The company serves a mostly affluent, educated clientele, including many elderly customers and individuals who work in the technology and research fields, who say they don’t intend to visit physical stores anytime soon, the founders said. Indian grocery stores that carry a comparable assortment tend to be small and can get very crowded during peak shopping times, they noted. Subziwalla’s platform is also much more polished than its competitors, many of which run outdated websites.
“We picked up a lot of customers who were habitual physical grocery store shoppers,” Thaker said.
Subziwalla started in the Atlanta area, the product of two acquaintances who saw an opportunity to deliver hard-to-find items to the homes of Indian-Americans — a demographic with high spending power that has more than doubled over the past two decades. Service was gradually expanding beyond Atlanta into nearby towns like Athens and Peachtree City, and early this year the company expanded to serve the Charlotte area.

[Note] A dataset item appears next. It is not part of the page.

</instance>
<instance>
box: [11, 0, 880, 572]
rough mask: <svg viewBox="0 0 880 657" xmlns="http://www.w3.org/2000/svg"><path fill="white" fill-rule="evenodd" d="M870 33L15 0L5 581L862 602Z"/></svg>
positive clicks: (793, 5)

Subziwalla had targeted a full-service expansion to New York City next, and Rohatgi even moved to the area to begin setting up fulfillment operations. Then, beginning in March, orders began flooding in across their service area. Thaker and Rohatgi hired more fulfillment workers, including laid off restaurant workers, who worked in three shifts as the warehouse stayed open 24 hours a day. They also hired customer service representatives to help new shoppers navigate the service. Many customers were used to paying cash upon delivery, for example, and needed guidance on how to load their credit card information into the system.
At peak demand, Subziwalla’s average order size grew from $80 to more than $200. It has moderated since then, but remains elevated at around $120.
Something else happened, too: The company began getting delivery requests from across the U.S. The two founders hadn’t planned on going national for at least another two years. But they happily scrapped that timeline and in June began shipping orders across the U.S. for a flat $15 fee.
The company has managed to grow with almost no marketing budget, relying mainly on word of mouth and Google searches. But supply challenges have cut into the company’s bottom line. Subziwalla imports around 70% of its products from India, which has charged more for exports due to shipping restrictions as it battles its own COVID-19 outbreak. The company has tried to absorb those costs and keep prices steady in order to acquire customers, but Rohatgi, who manages Subziwalla’s supply operations, said it has been a challenge.
For all the frustration and economic damage the pandemic has incurred, the pandemic has also breathed life into many online grocery startups. Thaker and Rohatgi said they’re closely tracking customer data and will use that to determine the next markets where they can build warehouses and offer next-day and even same-day, full-assortment delivery. The company also still plans to open in the New York City area in the near future.
“We want to see where all of our traffic is coming from,” Thaker said. “We want to watch and iterate as the data comes in.”